Research Paper Volume 12, Issue 14 pp 14080—14091

Figure 3. circFGFR3 as a ceRNA sponge of miR-29a-3p in OC cells. (A) A schematic drawing presenting the putative binding sequence of circFGFR3 and miR-29a-3p; (B) A schematic drawing showing the putative binding sequence of miR-29a-3p and the E2F1 3’UTR; (C and D) Plasmids encoding wild-type and mutated circFGFR3 or E2F1 3’-UTR were transfected into SKOV3 cells with or without miR-29a-3p mimics.

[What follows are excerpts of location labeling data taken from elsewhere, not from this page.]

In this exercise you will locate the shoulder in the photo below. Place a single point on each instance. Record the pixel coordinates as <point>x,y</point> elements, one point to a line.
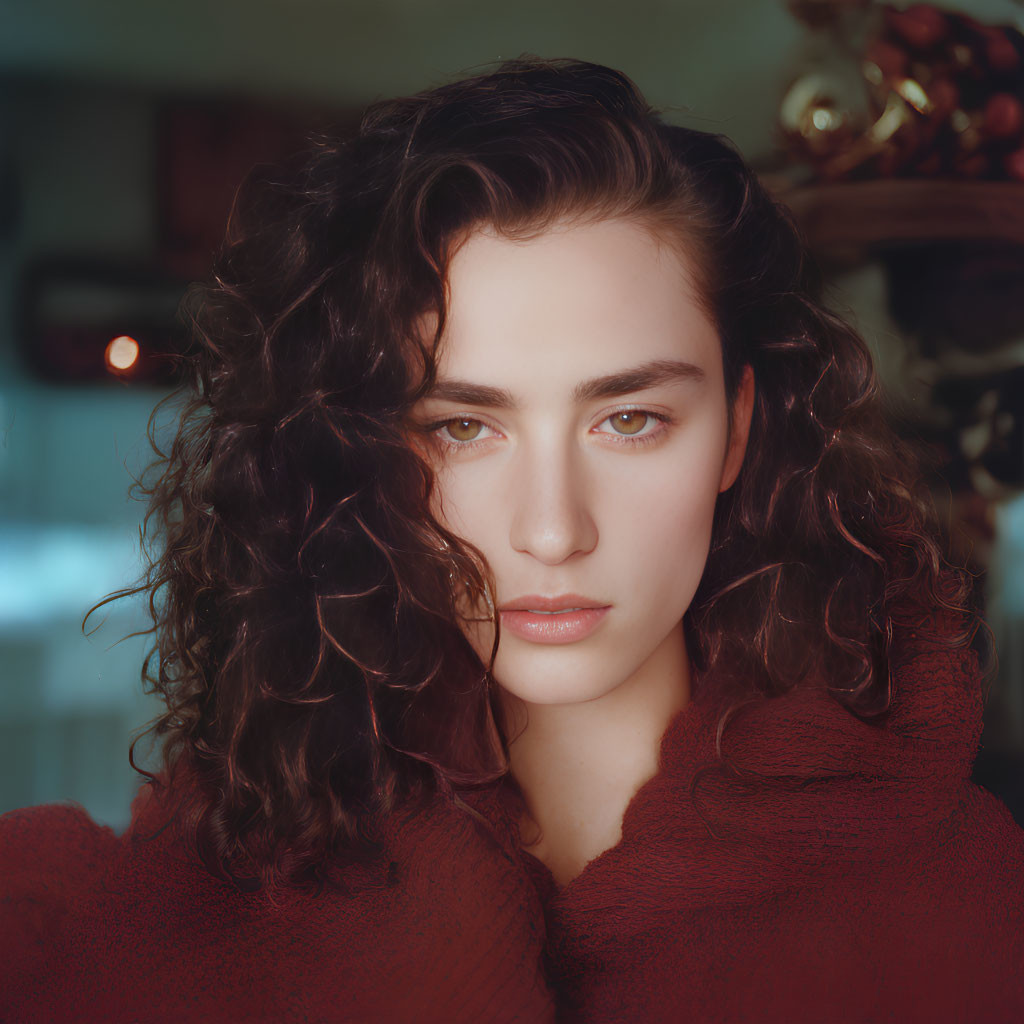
<point>51,859</point>
<point>438,927</point>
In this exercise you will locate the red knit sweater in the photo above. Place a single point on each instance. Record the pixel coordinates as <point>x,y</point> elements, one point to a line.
<point>862,879</point>
<point>95,928</point>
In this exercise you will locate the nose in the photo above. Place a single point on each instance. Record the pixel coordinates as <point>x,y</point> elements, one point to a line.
<point>551,507</point>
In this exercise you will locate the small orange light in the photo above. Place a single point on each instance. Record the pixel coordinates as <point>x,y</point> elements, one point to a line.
<point>122,353</point>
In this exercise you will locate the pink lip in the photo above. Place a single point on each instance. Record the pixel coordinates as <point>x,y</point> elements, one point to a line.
<point>558,627</point>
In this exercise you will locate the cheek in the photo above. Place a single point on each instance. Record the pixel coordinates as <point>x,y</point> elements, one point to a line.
<point>659,536</point>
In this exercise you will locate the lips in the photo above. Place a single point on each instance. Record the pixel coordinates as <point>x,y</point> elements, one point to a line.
<point>561,602</point>
<point>564,619</point>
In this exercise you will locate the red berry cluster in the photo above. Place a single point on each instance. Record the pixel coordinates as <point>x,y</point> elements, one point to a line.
<point>956,86</point>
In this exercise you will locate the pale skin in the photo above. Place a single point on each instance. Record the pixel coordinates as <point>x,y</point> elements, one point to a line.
<point>591,467</point>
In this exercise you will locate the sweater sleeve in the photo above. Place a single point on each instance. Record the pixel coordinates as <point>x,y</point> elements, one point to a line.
<point>51,858</point>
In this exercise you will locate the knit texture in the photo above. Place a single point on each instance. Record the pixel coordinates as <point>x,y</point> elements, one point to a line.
<point>859,876</point>
<point>446,929</point>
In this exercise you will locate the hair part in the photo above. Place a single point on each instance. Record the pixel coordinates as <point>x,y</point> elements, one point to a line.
<point>307,635</point>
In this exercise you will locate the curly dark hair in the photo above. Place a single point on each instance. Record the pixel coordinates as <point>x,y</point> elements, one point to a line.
<point>307,642</point>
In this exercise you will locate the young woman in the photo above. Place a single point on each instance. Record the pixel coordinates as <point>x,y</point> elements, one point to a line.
<point>537,569</point>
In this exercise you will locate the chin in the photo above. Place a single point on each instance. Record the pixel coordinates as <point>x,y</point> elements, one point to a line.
<point>570,685</point>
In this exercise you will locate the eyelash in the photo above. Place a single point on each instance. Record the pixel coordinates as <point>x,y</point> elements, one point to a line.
<point>433,429</point>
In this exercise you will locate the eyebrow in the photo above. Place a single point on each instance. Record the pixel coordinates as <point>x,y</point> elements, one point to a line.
<point>647,375</point>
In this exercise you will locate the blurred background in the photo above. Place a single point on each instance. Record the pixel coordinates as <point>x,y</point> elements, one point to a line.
<point>895,133</point>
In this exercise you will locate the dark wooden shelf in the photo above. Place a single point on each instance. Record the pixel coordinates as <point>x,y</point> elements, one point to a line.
<point>858,215</point>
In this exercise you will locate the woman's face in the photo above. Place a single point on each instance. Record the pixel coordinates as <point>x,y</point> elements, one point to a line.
<point>581,440</point>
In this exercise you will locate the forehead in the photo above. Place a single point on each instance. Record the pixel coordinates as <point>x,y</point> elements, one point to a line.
<point>577,300</point>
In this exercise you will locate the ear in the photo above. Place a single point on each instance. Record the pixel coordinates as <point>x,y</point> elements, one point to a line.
<point>742,411</point>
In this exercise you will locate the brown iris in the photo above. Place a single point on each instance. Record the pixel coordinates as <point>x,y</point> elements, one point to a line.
<point>464,430</point>
<point>630,422</point>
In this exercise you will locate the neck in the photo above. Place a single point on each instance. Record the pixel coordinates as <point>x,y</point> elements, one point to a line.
<point>579,765</point>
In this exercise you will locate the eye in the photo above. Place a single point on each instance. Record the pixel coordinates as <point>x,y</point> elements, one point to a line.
<point>640,424</point>
<point>461,430</point>
<point>631,421</point>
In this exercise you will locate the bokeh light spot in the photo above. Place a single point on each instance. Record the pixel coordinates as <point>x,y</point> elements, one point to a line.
<point>122,353</point>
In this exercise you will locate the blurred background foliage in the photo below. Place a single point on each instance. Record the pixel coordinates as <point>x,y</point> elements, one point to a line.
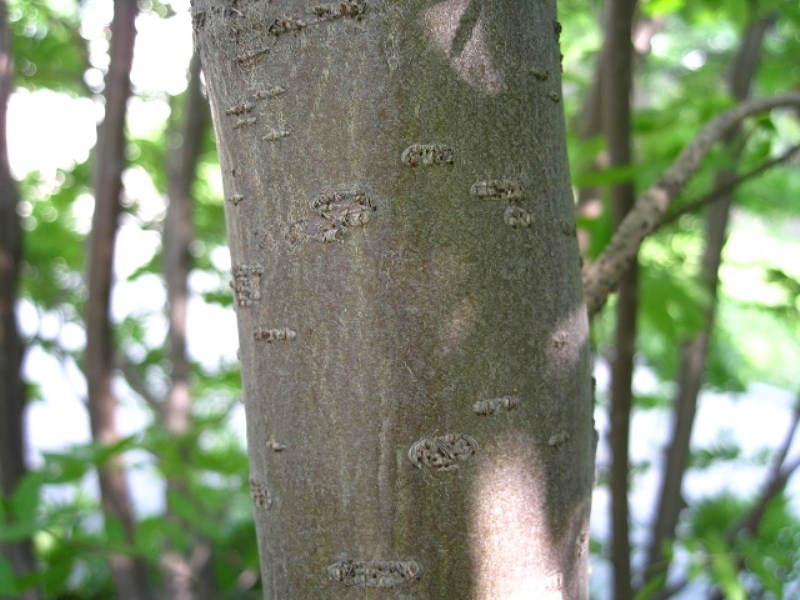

Luciferase activity was detected 48 h after transfection. (E) circFGFR3 and E2F1 expression changes on the basis of enhanced miR-29a-3p were detected in OC cells by using qRT-PCR. (F) circFGFR3 and E2F1 expression changes on the basis of circFGFR3 shRNA expression were detected in OC cells by using qRT-PCR. **P<0.01; ***P<0.05; (G) circFGFR3 overexpression increased E2F1 expression in OC cells; (H and I) circFGFR3 knockdown in OC cells with high levels of circFGFR3 decreased E2F1 expression; (J) Representative immunohistochemistry images showing a positive correlation between circFGFR3 and E2F1 in OC tissues, bar=100 μm; (K) Diagram showing a negative correlation between miR-29a-3p and circFGFR3 in OC tissues. A positive correlation between circFGFR3 and E2F1 was observed in OC tissues.